These are five books people are talking about this week -- or should be:
1. The Revolution of Robert Kennedy: From Power to Protest after JFK by John R. Bohrer (Bloomsbury Press)
In The Revolution of Robert Kennedy, historian and MSNBC news producer Bohrer focuses on the years after President John F. Kennedy’s assassination, when brass-knuckled younger brother Bobby Kennedy transformed himself into a national leader and the voice of a new generation. Bohrer chronicles Kennedy’s evolution from his brother’s campaign manager and Attorney General into an idealistic United States Senator from New York who questioned the Johnson Administration’s Vietnam policy, advocated for important social welfare programs, and became an international human rights activist.
2. Swell by Jill Eisenstadt (Lee Boudreaux Books/Little, Brown)
After a three-decade break, Eisenstadt -- author of From Rockaway and Kiss Out -- returns to fiction with Swell, a sharp comedy about a family’s desperate escape from its tiny Tribeca apartment to a house in Queens. The Glassmans can only afford the house if expectant wife Sue converts to Judaism, the condition her father-in-law has set for providing financial help. Before long, her father-in-law moves into the house, followed soon thereafter by the 90-year-old previous owner who fled her assisted living facility. Chaos ensues in this charming novel.
3. The Answers by Catherine Lacy (Farrar, Straus and Giroux)
Lacey, one of Granta’s 2017 “Best of Young American Novelists,” has written a fast-paced, raw, and highly imagined work of fiction. With a mysterious treatment-defying disease, Mary finds relief in “Pneuma Adaptive Kinesthesia,” an expensive New Age holistic treatment. To pay for it, she signs on to be part of the “Girlfriend Experiment,” a lavishly funded biotech project, in which different women are assigned distinct “girlfriend” functions that together will purportedly make the perfect girlfriend. Mary is assigned “Emotional Girlfriend,” but there are also angry and maternal girlfriends, all monitored by the “Intimacy Team” – inventive components of a novel bubbling over with heart and social commentary.
4. We Crossed a Bridge and It Trembled: Voices from Syria by Wendy Pearlman (CustomHouse/William Morrow)
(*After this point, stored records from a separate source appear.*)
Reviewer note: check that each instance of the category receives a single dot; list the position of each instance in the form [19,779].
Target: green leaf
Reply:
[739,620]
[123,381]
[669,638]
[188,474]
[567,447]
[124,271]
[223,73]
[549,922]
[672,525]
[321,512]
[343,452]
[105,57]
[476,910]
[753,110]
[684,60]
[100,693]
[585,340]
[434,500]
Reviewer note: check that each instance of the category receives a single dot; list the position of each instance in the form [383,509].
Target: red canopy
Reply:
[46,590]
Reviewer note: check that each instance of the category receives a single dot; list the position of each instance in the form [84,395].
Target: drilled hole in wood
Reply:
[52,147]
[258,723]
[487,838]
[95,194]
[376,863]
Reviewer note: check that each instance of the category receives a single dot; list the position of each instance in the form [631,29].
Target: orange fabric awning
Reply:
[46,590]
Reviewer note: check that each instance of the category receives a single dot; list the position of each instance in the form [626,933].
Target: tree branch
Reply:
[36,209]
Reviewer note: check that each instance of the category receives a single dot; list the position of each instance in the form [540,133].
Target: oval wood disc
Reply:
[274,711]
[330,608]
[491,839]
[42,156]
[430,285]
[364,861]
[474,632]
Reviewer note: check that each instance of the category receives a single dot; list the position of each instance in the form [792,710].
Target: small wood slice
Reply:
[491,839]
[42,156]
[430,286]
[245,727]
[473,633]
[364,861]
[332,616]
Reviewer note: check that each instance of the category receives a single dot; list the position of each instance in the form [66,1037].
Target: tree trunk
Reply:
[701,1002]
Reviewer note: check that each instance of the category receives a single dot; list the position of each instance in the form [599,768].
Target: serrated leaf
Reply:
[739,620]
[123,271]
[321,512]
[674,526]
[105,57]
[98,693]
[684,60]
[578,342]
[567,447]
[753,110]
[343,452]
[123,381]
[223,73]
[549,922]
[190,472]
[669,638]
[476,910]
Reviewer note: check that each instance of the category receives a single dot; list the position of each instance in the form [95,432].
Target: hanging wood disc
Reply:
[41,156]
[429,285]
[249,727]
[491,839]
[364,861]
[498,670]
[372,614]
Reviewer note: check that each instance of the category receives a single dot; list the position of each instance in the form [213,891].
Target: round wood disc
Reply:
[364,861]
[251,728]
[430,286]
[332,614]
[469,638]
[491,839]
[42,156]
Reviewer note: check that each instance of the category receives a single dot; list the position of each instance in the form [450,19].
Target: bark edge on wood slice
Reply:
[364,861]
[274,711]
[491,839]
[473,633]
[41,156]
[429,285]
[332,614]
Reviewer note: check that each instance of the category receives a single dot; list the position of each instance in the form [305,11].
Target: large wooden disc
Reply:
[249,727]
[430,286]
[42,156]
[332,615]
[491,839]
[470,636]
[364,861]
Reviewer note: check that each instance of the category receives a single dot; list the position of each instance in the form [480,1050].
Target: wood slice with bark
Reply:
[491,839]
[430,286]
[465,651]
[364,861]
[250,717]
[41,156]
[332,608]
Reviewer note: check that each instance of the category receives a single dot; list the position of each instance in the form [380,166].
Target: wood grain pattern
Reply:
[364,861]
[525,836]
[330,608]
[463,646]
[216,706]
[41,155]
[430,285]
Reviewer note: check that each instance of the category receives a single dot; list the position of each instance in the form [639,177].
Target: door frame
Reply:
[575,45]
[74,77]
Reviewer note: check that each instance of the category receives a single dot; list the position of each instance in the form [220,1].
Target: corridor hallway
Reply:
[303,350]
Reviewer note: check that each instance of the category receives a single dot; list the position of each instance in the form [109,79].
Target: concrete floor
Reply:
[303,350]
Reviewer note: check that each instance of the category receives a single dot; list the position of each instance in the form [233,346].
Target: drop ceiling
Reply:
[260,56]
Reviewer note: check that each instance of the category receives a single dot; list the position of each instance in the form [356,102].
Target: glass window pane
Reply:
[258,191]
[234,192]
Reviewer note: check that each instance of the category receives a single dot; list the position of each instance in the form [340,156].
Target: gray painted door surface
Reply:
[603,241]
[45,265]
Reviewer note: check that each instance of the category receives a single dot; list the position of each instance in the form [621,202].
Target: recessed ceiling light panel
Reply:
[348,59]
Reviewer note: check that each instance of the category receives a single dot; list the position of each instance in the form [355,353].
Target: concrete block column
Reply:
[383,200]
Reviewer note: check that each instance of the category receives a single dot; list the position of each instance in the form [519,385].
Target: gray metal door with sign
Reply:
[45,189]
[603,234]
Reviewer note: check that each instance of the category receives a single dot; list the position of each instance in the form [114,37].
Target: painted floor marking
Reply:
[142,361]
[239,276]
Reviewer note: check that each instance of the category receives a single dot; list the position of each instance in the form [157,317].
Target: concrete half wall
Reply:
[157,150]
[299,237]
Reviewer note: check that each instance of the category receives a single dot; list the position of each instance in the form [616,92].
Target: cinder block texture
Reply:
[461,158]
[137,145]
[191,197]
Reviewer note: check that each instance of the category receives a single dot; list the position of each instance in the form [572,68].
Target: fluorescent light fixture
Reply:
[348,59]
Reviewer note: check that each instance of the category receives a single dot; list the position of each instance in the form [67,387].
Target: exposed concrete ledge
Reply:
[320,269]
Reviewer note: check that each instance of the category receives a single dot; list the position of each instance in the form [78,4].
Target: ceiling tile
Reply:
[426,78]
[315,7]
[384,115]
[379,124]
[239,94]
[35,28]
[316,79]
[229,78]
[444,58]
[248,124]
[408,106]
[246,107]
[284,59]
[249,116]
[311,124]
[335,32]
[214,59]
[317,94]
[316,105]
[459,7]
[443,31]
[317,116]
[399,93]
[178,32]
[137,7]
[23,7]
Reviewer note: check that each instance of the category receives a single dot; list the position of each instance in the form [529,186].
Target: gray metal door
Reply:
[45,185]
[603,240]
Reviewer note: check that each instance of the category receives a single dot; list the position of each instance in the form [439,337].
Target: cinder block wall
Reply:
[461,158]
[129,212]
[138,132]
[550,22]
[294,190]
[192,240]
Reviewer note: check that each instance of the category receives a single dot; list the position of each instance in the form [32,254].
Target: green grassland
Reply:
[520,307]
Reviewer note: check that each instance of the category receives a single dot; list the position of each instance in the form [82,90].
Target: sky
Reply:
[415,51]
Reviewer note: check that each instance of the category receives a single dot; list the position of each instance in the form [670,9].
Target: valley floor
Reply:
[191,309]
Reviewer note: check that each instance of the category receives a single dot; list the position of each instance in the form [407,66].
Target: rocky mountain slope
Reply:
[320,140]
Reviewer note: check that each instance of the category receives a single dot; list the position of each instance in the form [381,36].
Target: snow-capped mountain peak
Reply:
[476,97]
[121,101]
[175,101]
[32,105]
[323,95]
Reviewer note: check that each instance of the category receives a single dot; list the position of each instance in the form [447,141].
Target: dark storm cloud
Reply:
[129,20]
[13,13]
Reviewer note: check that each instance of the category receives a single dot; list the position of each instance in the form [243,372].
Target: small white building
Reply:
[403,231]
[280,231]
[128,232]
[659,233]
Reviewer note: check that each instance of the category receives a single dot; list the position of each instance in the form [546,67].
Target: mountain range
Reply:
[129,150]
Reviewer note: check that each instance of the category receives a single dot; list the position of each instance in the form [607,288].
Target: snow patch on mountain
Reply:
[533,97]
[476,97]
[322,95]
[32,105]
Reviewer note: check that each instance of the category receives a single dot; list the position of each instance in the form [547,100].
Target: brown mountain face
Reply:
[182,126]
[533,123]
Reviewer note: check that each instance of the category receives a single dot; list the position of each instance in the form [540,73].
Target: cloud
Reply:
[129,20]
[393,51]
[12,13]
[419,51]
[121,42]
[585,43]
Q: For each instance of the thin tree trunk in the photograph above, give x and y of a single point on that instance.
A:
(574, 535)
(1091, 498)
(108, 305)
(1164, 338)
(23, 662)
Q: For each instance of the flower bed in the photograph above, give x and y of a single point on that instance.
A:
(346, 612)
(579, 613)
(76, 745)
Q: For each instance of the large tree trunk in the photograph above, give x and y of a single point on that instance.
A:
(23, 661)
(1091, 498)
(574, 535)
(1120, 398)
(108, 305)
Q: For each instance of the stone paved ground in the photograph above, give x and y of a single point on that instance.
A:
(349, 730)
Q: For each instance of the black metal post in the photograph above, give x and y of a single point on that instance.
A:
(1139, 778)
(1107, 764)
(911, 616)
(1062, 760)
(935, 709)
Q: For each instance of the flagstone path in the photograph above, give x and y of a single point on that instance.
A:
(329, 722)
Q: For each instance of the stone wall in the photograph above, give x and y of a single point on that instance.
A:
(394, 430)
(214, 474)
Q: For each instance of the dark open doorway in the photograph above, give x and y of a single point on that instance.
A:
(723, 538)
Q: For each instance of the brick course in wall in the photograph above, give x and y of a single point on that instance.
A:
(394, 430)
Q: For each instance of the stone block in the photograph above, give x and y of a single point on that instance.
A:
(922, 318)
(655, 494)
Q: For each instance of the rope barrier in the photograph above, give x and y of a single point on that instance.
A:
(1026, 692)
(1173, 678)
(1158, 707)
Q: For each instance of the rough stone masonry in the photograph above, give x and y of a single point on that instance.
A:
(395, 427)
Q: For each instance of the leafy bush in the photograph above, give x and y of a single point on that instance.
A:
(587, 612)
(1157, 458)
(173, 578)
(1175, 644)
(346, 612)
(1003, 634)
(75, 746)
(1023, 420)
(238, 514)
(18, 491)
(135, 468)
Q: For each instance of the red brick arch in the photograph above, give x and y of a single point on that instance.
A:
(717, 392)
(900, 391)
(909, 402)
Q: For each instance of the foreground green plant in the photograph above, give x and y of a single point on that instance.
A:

In interviews over a span of four years, Pearlman spoke with hundreds of Syrian refugees, and through their voices tries to explain the Syrian uprising, the civil war, and the crisis that has unfolded. In this poignant collection, Pearlman, a professor of Comparative Politics at Northwestern University who speaks Arabic and has studied the Arab World for more than two decades, curates stories from a wide swath of Syrians. She interviews Christians and Muslims, die-hard activist rebels and peace activists, housewives and teenagers, and businessmen trying to make a buck. Out of this chorus of disparate voices, Pearlman creates a compelling narrative of displacement and resilience.
5. Popular: The Power of Likeability in a Status-Obsessed World by Mitch Prinstein (Viking Books)
In this fascinating scientific study, Prinstein argues that popularity in the early years is more predictive of adult success and happiness than natural intelligence or family background. The hitch is that there are two kinds of popularity. Those who pursue popularity based on status rather than likeability, argues Prinstein, end up unhappy. Those who are actually likeable – who work well with others, and are kind and generous -- enjoy the most success. Prinstein, professor of psychology and neuroscience and director of clinical psychology at the University of North Carolina at Chapel Hill, argues that as society becomes increasingly fixated on fame, power and wealth, it is important to understand the dynamics of how they are achieved – and how they aren’t.